Sunday, July 03, 2011

once again...hunger

The British news-paper The Independent carries the headline "Starvation Returns to the Horn of Africa", informing its readers that "families have walked for over a month through sand and searing heat in search of food, water and shelter."

Neil Thorns, Cafod's director of advocacy, who led an emergency conference on food shortages in Nairobi last week, said: "There's no rain, no crops and the livestock are dying. There is nothing on the horizon that will make any of that better, and it's almost certain it will get much, much worse. People are migrating in their tens of thousands, but there is nowhere better for them to go."

Adan Kabelo, head of Oxfam's work in Somalia, said "we are facing a terrible human catastrophe unless the world acts quickly."

Audrée Montpetit, senior humanitarian programme quality adviser at Care International explains "We've seen an increase in acute malnutrition but there's obviously a lot of water-borne disease too; that's been increasing. People accept that the worst is yet to come."

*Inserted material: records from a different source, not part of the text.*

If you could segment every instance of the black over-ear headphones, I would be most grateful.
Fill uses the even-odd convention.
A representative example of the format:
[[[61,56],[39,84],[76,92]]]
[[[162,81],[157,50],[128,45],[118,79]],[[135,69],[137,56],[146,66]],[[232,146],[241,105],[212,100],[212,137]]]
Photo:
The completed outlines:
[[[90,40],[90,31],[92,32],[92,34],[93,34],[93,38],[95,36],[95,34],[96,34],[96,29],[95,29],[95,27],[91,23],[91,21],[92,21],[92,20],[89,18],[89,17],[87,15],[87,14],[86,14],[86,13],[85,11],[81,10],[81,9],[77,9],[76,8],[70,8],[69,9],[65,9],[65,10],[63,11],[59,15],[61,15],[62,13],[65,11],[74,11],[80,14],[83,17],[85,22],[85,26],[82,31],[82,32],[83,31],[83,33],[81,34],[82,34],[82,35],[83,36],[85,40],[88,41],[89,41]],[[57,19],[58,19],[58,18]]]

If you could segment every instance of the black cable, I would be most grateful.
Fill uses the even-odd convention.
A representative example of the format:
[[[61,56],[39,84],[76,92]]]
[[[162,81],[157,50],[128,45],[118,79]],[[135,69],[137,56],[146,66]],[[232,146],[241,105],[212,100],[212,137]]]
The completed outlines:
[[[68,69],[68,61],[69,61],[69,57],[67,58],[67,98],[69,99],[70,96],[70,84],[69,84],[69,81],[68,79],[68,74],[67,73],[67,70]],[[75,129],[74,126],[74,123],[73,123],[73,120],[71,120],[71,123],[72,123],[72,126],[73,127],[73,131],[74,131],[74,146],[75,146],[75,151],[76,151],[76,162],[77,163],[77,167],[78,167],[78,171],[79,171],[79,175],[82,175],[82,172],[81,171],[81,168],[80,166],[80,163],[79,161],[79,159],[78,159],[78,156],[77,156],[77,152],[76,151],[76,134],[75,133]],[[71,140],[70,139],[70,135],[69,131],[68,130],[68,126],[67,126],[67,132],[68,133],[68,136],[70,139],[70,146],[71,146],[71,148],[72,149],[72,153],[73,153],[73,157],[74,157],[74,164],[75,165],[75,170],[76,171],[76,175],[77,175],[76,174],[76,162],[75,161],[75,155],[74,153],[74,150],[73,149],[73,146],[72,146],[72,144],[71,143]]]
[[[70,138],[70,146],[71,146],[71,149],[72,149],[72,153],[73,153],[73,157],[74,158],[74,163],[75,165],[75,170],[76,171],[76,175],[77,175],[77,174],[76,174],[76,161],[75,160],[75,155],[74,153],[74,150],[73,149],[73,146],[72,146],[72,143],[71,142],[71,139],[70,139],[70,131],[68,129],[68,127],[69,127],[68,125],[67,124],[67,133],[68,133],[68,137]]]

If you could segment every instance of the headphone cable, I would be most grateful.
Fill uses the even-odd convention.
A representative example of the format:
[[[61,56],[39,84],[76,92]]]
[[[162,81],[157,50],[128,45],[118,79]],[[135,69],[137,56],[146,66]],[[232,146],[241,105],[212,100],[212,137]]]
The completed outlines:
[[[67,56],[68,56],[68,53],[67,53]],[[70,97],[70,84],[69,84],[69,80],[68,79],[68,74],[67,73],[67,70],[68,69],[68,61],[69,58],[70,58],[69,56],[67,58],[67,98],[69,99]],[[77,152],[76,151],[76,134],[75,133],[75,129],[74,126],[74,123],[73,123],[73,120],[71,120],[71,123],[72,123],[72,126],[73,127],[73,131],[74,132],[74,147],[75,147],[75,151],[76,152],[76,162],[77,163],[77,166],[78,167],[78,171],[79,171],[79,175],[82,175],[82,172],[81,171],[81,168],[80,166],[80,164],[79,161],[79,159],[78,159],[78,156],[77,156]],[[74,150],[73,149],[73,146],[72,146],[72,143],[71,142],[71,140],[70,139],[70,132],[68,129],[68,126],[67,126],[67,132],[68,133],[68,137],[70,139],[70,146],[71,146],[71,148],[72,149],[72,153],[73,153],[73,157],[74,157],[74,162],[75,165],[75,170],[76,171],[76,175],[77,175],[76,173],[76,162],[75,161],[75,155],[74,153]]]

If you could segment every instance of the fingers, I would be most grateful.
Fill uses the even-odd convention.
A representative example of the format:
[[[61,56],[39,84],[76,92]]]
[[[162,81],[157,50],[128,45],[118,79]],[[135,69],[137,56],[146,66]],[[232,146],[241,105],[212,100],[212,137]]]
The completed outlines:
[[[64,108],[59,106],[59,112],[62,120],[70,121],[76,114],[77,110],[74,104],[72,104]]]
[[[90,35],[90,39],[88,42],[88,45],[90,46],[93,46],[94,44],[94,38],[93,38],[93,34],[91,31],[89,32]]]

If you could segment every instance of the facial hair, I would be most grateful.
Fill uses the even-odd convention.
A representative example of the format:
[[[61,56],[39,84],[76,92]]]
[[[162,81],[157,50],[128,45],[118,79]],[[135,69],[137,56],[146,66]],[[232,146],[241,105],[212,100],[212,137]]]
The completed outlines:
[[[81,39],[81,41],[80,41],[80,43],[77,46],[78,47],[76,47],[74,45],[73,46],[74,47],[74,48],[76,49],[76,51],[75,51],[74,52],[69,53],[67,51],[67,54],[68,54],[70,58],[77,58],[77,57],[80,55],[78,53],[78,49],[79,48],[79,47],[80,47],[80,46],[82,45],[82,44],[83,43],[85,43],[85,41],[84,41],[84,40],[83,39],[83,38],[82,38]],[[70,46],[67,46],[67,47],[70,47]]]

The famine looms at a time when food prices have been increasing sharply for some time – and still are. Since last May, the price of maize has more than doubled in parts of Ethiopia, and that of red sorghum has risen in Somalia by 240 per cent. Even in Kenya, white maize now costs 58 per cent more than it did a year ago. The UN's World Food Programme issued statement that "The humanitarian response in Somalia and Ethiopia in particular is hampered by large funding shortfalls...In Somalia, having started cutting ration sizes from February, WFP in May had only enough food left to feed 63 per cent of the almost one million people that WFP had planned to be feeding in May ... Because of a lack of funding, WFP in Ethiopia reduced food rations in certain areas of the country from March onwards."

This famine was well predicted. Yet again Socialist Banner views this as the inability of capitalist society to avert catastrophe because of its insistence in prioritising profit before need and in failing to implement long-term provisions. Though the relief organisations and charities are undoubtedly well meaning, they address problems for which the solution already exists. Though they have the insight to see the profit-driven market system as a cause of hunger, they err in believing they it in the interests of the hungry. Socialism could perhaps be brought about with less effort than goes into organising and running the myriad of existing aid agencies and their projects.